I wonder what the Royal Audit Authority will have to say to that.

Incidentally, last week, in Bumthang, I visited the Bathpalathang airstrip site. The construction there seems to have already resumed. I am impressed.

Media wars

Mass media in Bhutan has enjoyed exceptional growth recently. During the last four years, five new newspapers – all privately owned – started operations in quick succession.  Bhutan Times, Bhutan Observer, Bhutan Today, Business Bhutan and The Journalist hit the newsstands on 30 April 2006, 2 June 2006, 30 October 2008, 26 September 2009 and 20 December 2009 respectively. Till then Kuensel, which started as a government bulletin in 1967, was our country’s only newspaper.

Our airwaves have also seen rapid growth. Beginning with Kuzoo FM, which started operations in September 2006, three other private radio stations (Radio Valley, Centennial Radio and Sherubtse FM) have joined BBS Radio, which enjoyed a monopoly since its inception in 1973.

Similarly, there’s been an unprecedented growth in other media forms. Books, magazines, websites, blogs, cinema, music, cable TV, and overall connectivity have all expanded tremendously offering consumers of information a wide array of choices.

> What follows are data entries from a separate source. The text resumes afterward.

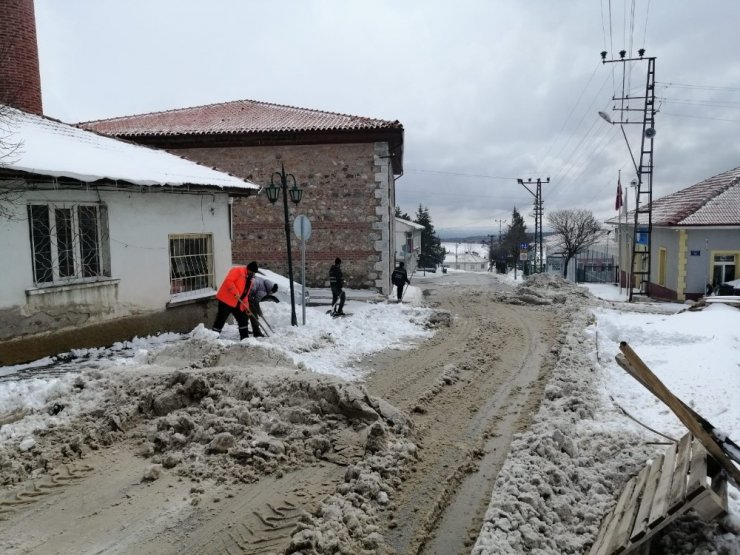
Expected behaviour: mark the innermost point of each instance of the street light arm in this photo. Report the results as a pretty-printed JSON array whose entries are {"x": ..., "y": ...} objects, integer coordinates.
[{"x": 630, "y": 149}]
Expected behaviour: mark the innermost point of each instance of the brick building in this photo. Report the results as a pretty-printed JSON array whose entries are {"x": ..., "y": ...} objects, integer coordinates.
[
  {"x": 346, "y": 166},
  {"x": 20, "y": 79}
]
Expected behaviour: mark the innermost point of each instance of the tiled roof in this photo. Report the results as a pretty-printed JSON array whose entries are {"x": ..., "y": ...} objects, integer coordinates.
[
  {"x": 239, "y": 116},
  {"x": 51, "y": 148},
  {"x": 712, "y": 202}
]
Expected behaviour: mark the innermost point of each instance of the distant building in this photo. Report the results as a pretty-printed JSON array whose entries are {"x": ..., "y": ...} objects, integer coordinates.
[
  {"x": 466, "y": 260},
  {"x": 695, "y": 238}
]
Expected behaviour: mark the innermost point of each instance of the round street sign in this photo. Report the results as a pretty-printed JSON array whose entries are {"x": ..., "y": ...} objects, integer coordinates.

So I’m happy to hear about the Government’s plans to hire professionals to audit the circulation figures and reach of the media. Such an exercise could produce valuable information of our news industry, and benefit every one – producers, advertisers, consumers and regulators of the media. And, that information could be used to strengthen our media.

However, I’m concerned that the “circulation audit” will be used to formulate an “advertisement policy” that would excessively favour government advertisements for media agencies having a bigger reach. Under normal circumstances that would be okay. In fact, under normal circumstances, that would have been required, as articulated by the Secretary of MOIC:

He said that the government had limited budget for advertising and could not afford to give the same advertisement in all the media. “Government organisations must plan advertisements and announcements through the year. We have six newspapers and the government can’t afford to give the same advertisement to all papers,” he said, adding that government organisations must behave like professional advertisers, to ensure that the message reaches the audience.

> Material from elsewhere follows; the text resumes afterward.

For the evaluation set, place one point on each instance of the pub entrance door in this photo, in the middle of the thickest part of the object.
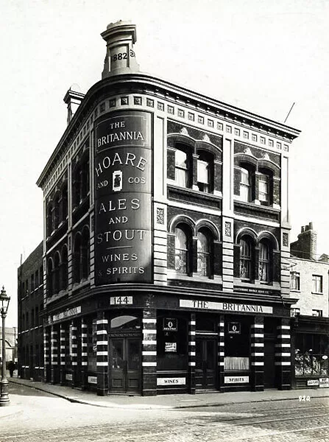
(124, 365)
(206, 359)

But, both Kuensel and BBS, the nation’s two biggest media firms, had a head start, and both of them benefited immensely from huge subsidies from the Government and donor agencies. In fact, BBS continues to be heavily subsidized by the Government. So, both Kuensel and BBS are way ahead of their respective competition.

The Government should indeed consider the circulation and reach of the media when formulating their “advertisement policy”. But, it should also consider the amount of subsidies that have already been given to Kuensel and BBS.

Otherwise we risk undoing all the good work of the last four years.